Hardware Software Tradeoffs

There are many methods to reduce hardware cost. One method is to integrate the communication assist and network less tightly into the processing node and increasing communication latency and occupancy.

Another method is to provide automatic replication and coherence in software rather than hardware. The latter method provides replication and coherence in the main memory, and can execute at a variety of granularities. It allows the use of off-the-shelf commodity parts for the nodes and interconnect, minimizing hardware cost. This puts pressure on the programmer to achieve good performance.

Relaxed Memory Consistency Models

The memory consistency model for a shared address space defines the constraints in the order in which the memory operations in the same or different locations seem to be executing with respect to one another. Actually, any system layer that supports a shared address space naming model must have a memory consistency model which includes the programmer’s interface, user-system interface, and the hardware-software interface. Software that interacts with that layer must be aware of its own memory consistency model.

System Specifications

The system specification of an architecture specifies the ordering and reordering of the memory operations and how much performance can actually be gained from it.

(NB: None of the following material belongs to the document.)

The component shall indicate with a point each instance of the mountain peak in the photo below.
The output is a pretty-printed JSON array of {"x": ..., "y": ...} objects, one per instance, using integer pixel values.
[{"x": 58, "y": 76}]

Following are the few specification models using the relaxations in program order −

Relaxing the Write-to-Read Program Order − This class of models allow the hardware to suppress the latency of write operations that was missed in the first-level cache memory. When the write miss is in the write buffer and not visible to other processors, the processor can complete reads which hit in its cache memory or even a single read that misses in its cache memory.
Relaxing the Write-to-Read and Write-to-Write Program Orders − Allowing writes to bypass previous outstanding writes to various locations lets multiple writes to be merged in the write buffer before updating the main memory. Thus multiple write misses to be overlapped and becomes visible out of order. The motivation is to further minimize the impact of write latency on processor break time, and to raise communication efficiency among the processors by making new data values visible to other processors.
Relaxing All Program Orders − No program orders are assured by default except data and control dependences within a process. Thus, the benefit is that the multiple read requests can be outstanding at the same time, and in program order can be bypassed by later writes, and can themselves complete out of order, allowing us to hide read latency. This type of models are particularly useful for dynamically scheduled processors, which can continue past read misses to other memory references. They allow many of the re-orderings, even elimination of accesses that are done by compiler optimizations.

The Programming Interface

The programming interfaces assume that program orders do not have to be maintained at all among synchronization operations. It is ensured that all synchronization operations are explicitly labeled or identified as such. Runtime library or the compiler translates these synchronization operations into the suitable order-preserving operations called for by the system specification.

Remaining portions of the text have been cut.